An ethanol extract of S. polyrhiza was fractionated into three fractions. The butanol soluble fraction (SPB) exhibited potent antiadipogenesis activity and decreased C/EBPα and PPARγ protein expression level in 3T3-L1 cells without significant cytotoxicity. The flavonoids were isolated from SPB and their chemical structures were identified as chrysoeriol (1), apigenin (2), luteolin (3), vitexin (4), cosmosin (5), Orientin (6) and luteolin-7-O-β-d-glucoside (7) by spectroscopic analysis. Studies on the adipogenesis and intracellular triglyceride accumulation inhibitory effect showed that compounds 4 and 6 had the highest activity and decreased C/EBPα and PPARγ protein expression level in 3T3-L1 cells. 

CONCLUSIONS:

These results suggest that the flavonoids isolated from SPB, especially compounds 4 and 6, contribute to the inhibitory activity of S. polyrhiza in 3T3-L1 cells.    

Mol Nutr Food Res. 2015 Jun;59(6):1130-42.Orientin improves depression-like behavior and BDNF in chronic stressed mice.
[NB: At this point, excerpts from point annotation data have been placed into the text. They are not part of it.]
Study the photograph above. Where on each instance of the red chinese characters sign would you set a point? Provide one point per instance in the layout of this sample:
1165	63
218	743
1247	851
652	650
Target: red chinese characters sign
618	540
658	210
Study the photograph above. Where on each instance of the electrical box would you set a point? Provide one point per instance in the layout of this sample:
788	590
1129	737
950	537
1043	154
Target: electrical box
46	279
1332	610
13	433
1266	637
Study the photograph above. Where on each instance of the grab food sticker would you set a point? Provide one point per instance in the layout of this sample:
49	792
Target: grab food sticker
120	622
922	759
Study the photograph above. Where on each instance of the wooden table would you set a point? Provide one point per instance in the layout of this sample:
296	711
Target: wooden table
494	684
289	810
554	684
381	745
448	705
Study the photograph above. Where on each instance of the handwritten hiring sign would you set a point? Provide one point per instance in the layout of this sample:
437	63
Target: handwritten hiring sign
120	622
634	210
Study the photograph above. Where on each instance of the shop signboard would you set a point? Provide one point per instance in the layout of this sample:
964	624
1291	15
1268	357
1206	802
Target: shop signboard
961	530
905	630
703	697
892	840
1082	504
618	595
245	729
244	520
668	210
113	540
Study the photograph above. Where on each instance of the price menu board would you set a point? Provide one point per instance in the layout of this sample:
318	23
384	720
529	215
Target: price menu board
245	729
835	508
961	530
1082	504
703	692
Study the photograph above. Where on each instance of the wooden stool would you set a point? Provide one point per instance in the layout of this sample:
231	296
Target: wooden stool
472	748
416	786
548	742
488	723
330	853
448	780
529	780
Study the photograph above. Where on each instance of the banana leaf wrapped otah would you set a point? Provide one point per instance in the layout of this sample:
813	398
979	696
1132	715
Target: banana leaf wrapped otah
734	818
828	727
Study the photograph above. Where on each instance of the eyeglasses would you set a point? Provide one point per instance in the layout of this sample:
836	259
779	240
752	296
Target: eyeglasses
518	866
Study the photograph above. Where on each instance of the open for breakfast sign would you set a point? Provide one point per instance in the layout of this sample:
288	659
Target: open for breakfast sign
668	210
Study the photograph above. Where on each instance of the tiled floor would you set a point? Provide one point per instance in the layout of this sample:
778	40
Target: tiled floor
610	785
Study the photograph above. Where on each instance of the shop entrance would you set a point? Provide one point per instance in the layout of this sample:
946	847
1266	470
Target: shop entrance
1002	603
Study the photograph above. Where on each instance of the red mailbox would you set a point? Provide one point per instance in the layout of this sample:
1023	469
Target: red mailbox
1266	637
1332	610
Orientin, a phenolic compound abundant in some fruits, millet, and herbs, has been shown to have antioxidant properties. This study investigated the potential antidepressant effects of Orientinagainst chronic stress and its underlying mechanisms. 

METHODS AND RESULTS:

The chronic unpredictable mild stress (CUMS) model was used to investigate the effects of Orientin on behavior and biochemical alterations in mice. After 2 weeks of the CUMS protocol, the mice were treated with Orientin (20 mg/kg and 40 mg/kg, oral gavage) for 3 weeks. Administration of Orientin significantly alleviated the CUMS-induced depression-like behavior, including sucrose preference reduction, locomotor activity decline, and hypomotility. Orientin treatment attenuated the oxidative stress markers and increased the concentrations of serotonin and norepinephrine in the hippocampus and prefrontal cortex of CUMS mice. Orientin treatment also increased the brain-derived neurotrophic factor and synapse-associated proteins (synaptophysin and postsynaptic density protein 95) of CUMS mice. 

CONCLUSIONS:

Orientin exerts antidepressant-like effects on CUMS mice, specifically by improving central oxidative stress, neurotransmission, and neuroplasticity. Therefore, supplementation with Orientin-enriched food or fruit could be beneficial as a preventive strategy for chronic stress-induced depression.